Casino revenue can also be unpredictable because of competition from other states. In Illinois, two riverboats ran into financial distress because of competition from Iowa boats that were permitted to offer gambling without leaving the dock. Meanwhile, the success of a riverboat in East St. Louis, Ill., helped spur Missouri's move into casino gambling.
And some of the gains from gambling can be illusory because casinos "cannibalize" the revenues earned and taxes paid by existing businesses, said Terry Brunner, executive director of Chicago's independent Better Government Association.
"They've blown out all the restaurants and bars in downtown Elgin," he said, citing the location of one of the state's most successful riverboats.
Even proponents of legal gambling admit some people will be hurt by its expansion, though they contend anti-gambling crusaders wildly exaggerate the downside.
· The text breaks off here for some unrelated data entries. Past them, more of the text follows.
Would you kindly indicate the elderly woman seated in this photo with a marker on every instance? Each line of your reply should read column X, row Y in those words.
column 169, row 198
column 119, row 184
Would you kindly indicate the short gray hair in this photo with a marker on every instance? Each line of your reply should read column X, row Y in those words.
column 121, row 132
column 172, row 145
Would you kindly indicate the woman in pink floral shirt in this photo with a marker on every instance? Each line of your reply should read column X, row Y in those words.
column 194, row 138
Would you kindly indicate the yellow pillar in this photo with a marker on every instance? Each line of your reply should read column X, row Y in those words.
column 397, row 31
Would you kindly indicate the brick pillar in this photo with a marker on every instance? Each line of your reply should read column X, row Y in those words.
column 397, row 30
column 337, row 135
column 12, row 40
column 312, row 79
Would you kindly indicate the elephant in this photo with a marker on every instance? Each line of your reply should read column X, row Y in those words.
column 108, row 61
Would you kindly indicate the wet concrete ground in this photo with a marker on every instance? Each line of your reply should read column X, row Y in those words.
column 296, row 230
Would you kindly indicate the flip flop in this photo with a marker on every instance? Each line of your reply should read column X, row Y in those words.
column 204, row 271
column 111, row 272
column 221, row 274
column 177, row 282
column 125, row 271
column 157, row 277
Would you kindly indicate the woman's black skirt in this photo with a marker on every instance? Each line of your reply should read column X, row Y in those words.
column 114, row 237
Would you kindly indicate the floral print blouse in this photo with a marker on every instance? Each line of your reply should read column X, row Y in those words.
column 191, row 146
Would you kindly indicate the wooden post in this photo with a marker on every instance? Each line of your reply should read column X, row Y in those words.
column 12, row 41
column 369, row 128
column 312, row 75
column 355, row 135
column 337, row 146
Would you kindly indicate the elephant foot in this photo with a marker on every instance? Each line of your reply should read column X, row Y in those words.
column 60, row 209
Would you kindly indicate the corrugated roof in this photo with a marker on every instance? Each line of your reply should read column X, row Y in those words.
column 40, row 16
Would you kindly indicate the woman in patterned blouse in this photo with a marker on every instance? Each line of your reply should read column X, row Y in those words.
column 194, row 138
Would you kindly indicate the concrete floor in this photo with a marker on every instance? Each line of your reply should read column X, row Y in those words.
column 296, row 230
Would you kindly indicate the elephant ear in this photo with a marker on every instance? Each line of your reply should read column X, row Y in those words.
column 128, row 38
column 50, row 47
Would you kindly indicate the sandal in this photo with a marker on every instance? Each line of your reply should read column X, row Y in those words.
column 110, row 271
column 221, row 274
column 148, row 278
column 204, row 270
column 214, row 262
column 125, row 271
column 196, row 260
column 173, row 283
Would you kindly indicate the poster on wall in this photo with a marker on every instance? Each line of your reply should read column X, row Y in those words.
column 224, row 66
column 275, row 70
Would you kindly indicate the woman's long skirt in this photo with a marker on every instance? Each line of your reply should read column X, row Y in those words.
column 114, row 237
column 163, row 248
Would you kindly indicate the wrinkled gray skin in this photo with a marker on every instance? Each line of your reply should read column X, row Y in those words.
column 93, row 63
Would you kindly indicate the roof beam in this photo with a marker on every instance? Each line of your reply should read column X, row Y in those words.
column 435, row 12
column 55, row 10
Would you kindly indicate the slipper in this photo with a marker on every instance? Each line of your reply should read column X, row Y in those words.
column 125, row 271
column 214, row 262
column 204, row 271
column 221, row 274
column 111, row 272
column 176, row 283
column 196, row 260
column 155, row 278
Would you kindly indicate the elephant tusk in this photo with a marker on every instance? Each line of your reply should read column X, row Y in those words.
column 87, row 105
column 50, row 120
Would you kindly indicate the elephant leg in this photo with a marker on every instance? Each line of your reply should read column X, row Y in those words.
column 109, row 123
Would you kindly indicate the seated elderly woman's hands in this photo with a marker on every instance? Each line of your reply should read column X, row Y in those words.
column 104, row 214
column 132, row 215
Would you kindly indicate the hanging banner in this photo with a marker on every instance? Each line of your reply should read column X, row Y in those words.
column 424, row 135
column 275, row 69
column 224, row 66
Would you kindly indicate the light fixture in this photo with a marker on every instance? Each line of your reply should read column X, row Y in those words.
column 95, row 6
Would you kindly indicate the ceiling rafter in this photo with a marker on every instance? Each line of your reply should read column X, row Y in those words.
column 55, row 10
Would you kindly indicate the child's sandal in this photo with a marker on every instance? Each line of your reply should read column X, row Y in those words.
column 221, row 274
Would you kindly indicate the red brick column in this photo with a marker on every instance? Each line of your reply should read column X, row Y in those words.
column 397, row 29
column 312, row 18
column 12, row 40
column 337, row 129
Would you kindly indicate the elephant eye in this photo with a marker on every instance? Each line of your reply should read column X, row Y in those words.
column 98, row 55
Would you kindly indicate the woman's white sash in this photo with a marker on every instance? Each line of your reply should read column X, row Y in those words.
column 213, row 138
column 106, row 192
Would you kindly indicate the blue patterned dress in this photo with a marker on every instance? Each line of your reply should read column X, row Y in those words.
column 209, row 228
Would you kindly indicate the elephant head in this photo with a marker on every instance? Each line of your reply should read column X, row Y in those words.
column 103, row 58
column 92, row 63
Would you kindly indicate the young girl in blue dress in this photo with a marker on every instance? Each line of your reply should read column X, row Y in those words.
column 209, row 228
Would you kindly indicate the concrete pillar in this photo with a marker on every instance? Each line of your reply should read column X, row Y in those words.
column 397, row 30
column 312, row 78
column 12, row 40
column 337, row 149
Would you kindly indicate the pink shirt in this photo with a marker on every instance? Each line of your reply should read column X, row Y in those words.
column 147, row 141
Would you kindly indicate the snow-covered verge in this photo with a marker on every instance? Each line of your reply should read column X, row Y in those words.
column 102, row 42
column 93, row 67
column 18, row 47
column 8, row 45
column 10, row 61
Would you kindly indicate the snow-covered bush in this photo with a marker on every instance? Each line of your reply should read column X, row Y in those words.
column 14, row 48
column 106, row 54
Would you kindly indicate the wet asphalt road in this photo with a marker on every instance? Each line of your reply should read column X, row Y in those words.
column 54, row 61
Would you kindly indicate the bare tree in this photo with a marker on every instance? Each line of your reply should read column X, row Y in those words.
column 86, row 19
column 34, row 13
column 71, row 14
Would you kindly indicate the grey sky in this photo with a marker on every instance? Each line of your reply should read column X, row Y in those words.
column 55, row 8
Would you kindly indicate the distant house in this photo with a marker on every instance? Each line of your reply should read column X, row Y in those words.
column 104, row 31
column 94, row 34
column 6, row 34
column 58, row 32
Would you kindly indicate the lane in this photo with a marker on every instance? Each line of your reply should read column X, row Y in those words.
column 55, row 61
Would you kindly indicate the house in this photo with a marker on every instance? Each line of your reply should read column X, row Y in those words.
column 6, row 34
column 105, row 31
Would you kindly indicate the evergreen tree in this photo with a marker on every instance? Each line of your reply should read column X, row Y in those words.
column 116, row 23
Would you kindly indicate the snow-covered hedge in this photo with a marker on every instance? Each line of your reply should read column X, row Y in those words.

Donald Hunter, an Annapolis-based economist who consults for business groups and governments on gambling issues, said the industry is correct on two counts but not on another.
Hunter, who said he does not do work for casino companies, said claims that legalized gambling leads to organized-crime involvement and significantly increased street crime are not supported by evidence. But the objection that wider legalized gaming leads to increased gambling addiction is "the Achilles' heel of the business," he said.
"I think it is a bigger problem than most people realize," he said.
Opponents say that before states turn to casinos as a revenue source, they should realize that gambling can be addictive to governments as well. Illinois' Hall admits it would be tough to kick the habit now.
"If you were to wipe out gambling overnight here, education would be short by over $500 million," he said.